In most retail sectors at this time, APIs play a significant position in streamlining the ordering and supply processes. Cell apps and web sites typically combine with point-of-sale programs by way of APIs, enabling clients to position orders remotely and obtain correct updates on their orders’ standing. Third-party integrations, though enhancing performance, introduce a further layer of danger if APIs connecting with third-party companies are uncovered.
Peleton API Breach: In Could 2021, a safety researcher discovered that he may make unauthenticated requests to Peloton back-end APIs that have been utilized by associated train tools and subscription companies. One may name the Peloton API endpoints straight and acquire vital quantities of PII, leading to privateness impacts for Peloton clients. Peloton net and cellular purposes created as companions to Peloton train tools used these back-end APIs to supply exercise statistics and sophistication scheduling. Peloton finally remedied the API points, but it surely’s unclear what number of Peloton clients could have had their private info disclosed.
Conclusion
APIs have remodeled the best way software program purposes work together and performance, providing effectivity and innovation throughout industries. Nonetheless, their widespread use has additionally launched new and complicated cybersecurity challenges. The potential for unauthorized knowledge entry, disruption of companies, and compromise of total programs makes APIs a main goal for cybercriminals. As seen from the examples above, insufficient API safety controls can result in vital breaches with far-reaching penalties.
To mitigate the dangers posed by APIs, organizations should prioritize strong safety measures. This contains implementing sturdy authentication and authorization mechanisms, usually updating and patching APIs, encrypting delicate knowledge throughout transit and conducting thorough safety assessments, reminiscent of penetration testing and code critiques. Moreover, organizations ought to set up complete safety protocols for integrating third-party APIs and guarantee ongoing monitoring to detect and reply to potential threats.

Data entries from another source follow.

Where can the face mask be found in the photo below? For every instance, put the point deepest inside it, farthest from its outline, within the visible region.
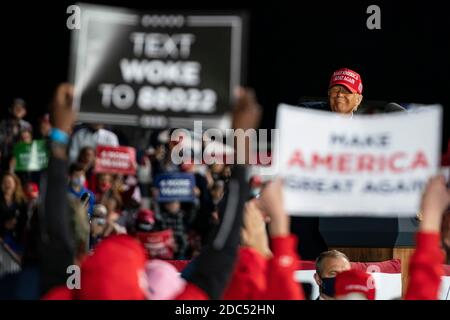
(105, 187)
(255, 192)
(327, 286)
(79, 182)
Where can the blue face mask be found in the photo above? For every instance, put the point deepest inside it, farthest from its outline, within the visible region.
(327, 286)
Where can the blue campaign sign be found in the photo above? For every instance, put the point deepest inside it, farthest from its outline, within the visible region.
(175, 187)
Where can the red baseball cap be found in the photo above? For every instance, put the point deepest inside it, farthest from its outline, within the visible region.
(347, 78)
(115, 271)
(355, 281)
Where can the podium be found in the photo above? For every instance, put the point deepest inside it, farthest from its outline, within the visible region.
(372, 239)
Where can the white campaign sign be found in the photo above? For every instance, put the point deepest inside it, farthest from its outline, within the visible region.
(371, 165)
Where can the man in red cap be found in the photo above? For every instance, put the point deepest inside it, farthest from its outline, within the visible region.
(345, 91)
(354, 285)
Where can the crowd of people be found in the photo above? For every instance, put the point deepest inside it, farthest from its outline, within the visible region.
(69, 214)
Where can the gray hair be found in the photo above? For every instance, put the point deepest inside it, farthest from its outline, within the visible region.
(328, 254)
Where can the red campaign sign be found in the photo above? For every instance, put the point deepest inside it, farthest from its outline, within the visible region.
(120, 160)
(159, 244)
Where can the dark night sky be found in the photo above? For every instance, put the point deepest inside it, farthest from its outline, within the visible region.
(292, 49)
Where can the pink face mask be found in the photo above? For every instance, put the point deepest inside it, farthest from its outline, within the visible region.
(163, 280)
(105, 186)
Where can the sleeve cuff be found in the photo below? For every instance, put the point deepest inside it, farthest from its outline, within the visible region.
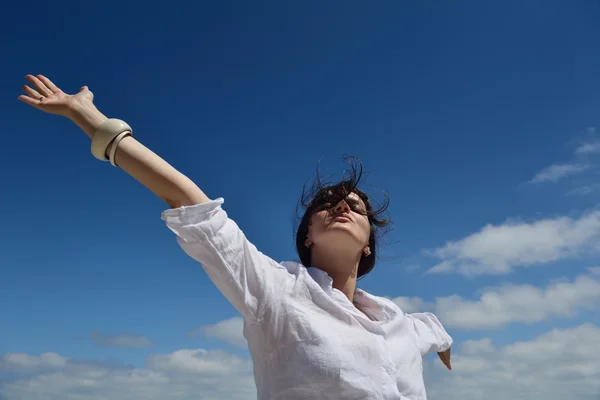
(186, 215)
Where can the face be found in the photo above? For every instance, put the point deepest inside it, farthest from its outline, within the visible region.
(342, 226)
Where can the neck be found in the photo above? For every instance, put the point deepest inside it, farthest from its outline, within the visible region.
(342, 270)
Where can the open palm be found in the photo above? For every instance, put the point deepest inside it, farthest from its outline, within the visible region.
(50, 98)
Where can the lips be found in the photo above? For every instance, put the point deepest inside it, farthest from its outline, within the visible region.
(343, 218)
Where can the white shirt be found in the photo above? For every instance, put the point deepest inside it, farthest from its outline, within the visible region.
(306, 338)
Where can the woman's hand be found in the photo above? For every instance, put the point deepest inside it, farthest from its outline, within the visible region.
(445, 357)
(78, 107)
(49, 98)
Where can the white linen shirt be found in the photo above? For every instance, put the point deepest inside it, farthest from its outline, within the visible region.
(307, 340)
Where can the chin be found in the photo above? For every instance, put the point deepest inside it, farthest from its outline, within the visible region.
(340, 237)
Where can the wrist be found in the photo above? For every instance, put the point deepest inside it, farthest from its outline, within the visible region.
(87, 117)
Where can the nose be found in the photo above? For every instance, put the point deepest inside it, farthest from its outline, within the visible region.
(341, 207)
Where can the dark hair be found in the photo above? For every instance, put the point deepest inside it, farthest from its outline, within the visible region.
(320, 194)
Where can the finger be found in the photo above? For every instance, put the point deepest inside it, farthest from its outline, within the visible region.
(32, 102)
(31, 92)
(39, 85)
(49, 84)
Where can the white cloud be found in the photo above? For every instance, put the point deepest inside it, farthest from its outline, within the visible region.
(555, 172)
(411, 304)
(560, 364)
(588, 148)
(119, 340)
(497, 249)
(499, 306)
(182, 375)
(230, 330)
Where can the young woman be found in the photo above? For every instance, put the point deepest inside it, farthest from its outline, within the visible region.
(311, 332)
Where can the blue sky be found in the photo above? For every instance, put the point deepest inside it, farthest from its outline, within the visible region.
(455, 108)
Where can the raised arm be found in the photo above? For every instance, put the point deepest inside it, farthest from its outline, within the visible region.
(133, 157)
(250, 280)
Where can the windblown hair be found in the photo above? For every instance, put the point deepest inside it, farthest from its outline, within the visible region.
(320, 195)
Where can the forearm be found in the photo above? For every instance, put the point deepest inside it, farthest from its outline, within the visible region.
(157, 175)
(144, 165)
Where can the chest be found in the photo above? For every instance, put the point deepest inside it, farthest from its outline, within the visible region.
(323, 336)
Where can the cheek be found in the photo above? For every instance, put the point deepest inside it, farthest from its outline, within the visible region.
(365, 229)
(315, 224)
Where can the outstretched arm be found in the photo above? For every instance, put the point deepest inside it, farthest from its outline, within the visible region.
(250, 280)
(136, 159)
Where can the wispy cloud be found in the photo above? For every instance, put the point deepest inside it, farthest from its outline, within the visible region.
(558, 364)
(229, 330)
(498, 306)
(497, 249)
(580, 161)
(556, 172)
(536, 369)
(119, 340)
(180, 375)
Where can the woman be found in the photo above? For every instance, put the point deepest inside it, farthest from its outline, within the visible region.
(311, 332)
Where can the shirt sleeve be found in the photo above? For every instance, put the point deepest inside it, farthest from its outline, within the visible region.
(247, 278)
(431, 335)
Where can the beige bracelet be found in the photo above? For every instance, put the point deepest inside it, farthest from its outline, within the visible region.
(105, 134)
(113, 147)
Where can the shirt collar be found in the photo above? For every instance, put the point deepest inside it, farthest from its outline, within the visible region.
(374, 305)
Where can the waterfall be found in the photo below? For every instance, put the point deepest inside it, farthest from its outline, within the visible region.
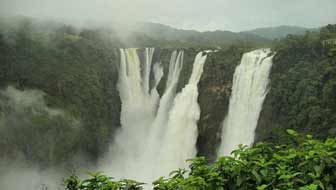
(249, 90)
(157, 134)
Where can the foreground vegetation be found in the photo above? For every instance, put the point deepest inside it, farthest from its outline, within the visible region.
(302, 164)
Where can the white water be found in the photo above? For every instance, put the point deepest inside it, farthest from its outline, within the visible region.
(249, 90)
(157, 134)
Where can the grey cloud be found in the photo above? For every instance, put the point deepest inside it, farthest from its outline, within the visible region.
(233, 15)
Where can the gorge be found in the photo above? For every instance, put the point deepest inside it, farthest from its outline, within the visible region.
(75, 100)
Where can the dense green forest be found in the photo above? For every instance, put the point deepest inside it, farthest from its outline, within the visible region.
(303, 87)
(303, 163)
(59, 100)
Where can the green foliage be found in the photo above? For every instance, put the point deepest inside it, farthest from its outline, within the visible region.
(302, 88)
(75, 69)
(98, 181)
(302, 164)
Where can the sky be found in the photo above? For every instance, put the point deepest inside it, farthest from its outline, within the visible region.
(202, 15)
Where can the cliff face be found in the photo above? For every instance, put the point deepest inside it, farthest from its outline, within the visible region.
(214, 95)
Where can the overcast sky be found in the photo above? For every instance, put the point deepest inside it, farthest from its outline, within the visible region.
(234, 15)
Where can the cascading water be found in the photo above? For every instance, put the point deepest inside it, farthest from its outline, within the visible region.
(249, 90)
(157, 134)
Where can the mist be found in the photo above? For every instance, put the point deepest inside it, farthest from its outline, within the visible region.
(189, 14)
(27, 157)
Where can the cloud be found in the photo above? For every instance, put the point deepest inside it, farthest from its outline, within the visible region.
(191, 14)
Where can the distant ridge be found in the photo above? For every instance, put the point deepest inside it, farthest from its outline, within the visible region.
(279, 31)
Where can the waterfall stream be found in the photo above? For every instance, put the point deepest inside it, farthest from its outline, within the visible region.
(249, 90)
(157, 134)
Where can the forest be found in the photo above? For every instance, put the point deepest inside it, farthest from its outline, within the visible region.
(59, 101)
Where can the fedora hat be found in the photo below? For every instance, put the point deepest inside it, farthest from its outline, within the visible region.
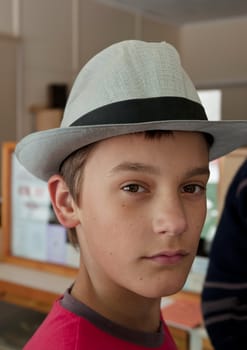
(131, 86)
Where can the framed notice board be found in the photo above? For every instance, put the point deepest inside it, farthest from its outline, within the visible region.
(31, 235)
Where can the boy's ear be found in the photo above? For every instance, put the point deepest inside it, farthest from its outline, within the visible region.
(62, 202)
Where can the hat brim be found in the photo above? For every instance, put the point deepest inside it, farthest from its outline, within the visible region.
(49, 148)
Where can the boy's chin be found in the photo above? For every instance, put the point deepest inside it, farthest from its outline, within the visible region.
(164, 290)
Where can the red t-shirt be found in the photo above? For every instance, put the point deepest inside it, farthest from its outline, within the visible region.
(71, 325)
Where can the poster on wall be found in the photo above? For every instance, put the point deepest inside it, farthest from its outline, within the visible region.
(34, 232)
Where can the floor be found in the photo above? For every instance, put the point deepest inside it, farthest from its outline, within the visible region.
(17, 324)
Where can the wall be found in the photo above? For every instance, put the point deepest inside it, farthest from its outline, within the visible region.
(59, 36)
(215, 55)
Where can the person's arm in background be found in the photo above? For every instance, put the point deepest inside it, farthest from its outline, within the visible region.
(224, 295)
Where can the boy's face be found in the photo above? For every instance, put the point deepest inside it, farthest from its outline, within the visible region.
(142, 208)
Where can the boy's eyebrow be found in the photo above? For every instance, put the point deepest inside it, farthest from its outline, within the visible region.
(141, 167)
(135, 166)
(198, 171)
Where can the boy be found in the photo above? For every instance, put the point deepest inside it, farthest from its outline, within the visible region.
(127, 174)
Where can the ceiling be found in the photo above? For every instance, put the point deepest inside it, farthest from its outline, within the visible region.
(179, 12)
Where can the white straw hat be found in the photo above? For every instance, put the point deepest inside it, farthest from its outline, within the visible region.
(131, 86)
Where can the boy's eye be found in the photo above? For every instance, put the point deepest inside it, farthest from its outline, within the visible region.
(134, 188)
(193, 188)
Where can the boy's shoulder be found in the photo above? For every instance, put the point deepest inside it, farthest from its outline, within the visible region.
(65, 330)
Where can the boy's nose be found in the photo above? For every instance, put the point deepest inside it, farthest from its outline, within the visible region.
(169, 217)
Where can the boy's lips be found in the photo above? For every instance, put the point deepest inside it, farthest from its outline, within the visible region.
(168, 257)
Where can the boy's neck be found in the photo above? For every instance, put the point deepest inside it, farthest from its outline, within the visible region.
(118, 305)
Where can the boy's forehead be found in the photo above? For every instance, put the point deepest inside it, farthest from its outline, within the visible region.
(140, 142)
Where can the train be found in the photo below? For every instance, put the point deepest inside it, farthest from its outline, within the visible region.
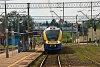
(52, 37)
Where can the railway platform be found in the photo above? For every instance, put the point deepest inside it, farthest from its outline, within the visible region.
(22, 59)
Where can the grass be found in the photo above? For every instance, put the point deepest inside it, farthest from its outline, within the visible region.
(37, 61)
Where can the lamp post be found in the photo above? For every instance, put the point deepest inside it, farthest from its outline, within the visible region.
(6, 30)
(18, 20)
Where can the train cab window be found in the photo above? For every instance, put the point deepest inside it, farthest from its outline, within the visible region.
(52, 34)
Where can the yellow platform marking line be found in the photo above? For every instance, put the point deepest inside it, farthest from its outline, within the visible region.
(19, 60)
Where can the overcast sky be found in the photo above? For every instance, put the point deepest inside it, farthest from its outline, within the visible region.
(46, 12)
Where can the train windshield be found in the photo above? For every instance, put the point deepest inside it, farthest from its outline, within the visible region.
(52, 34)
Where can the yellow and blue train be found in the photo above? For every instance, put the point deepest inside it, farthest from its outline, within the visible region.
(52, 37)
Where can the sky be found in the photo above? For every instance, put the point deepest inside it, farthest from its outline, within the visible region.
(46, 12)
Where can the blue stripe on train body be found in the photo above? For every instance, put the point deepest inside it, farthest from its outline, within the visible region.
(50, 47)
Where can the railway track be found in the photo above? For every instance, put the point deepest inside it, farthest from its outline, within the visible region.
(93, 61)
(45, 61)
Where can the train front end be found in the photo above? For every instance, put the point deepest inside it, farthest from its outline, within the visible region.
(52, 39)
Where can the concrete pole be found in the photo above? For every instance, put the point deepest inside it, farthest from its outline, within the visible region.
(6, 30)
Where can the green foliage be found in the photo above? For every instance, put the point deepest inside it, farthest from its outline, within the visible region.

Greatest Practices and Mitigation
BreachLock recommends that organizations severely take into account updating their API safety practices, that ought to embody the next:
- Assault Floor Administration – API discovery and stock by way of Assault Floor Administration scanning for each inside and external-facing assault surfaces
- API Penetration Testing Companies – Common API safety assessments to determine vulnerabilities by way of hybrid penetration testing, utilizing each automated and handbook applied sciences
- Continued Automated Testing – API risk prevention by way of continued automated safety validation to make sure safety controls are efficient and new vulnerabilities haven’t emerged
If developments proceed, new API exploits might be skilled extra regularly. At BreachLock, we imagine API safety needs to be a big cyber initiative for all organizations to make sure that your safety ecosystem can defend towards these kind of subtle and rising assaults.
About BreachLock
BreachLock is a world chief in PTaaS and penetration testing service. BreachLock affords automated, AI-enabled, and human-delivered options in a single built-in platform primarily based on a standardized built-in framework that permits constant and common benchmarks of assault strategies, safety controls, and processes. By making a standardized framework, BreachLock can ship enhanced predictability, consistency, and correct ends in real-time each time.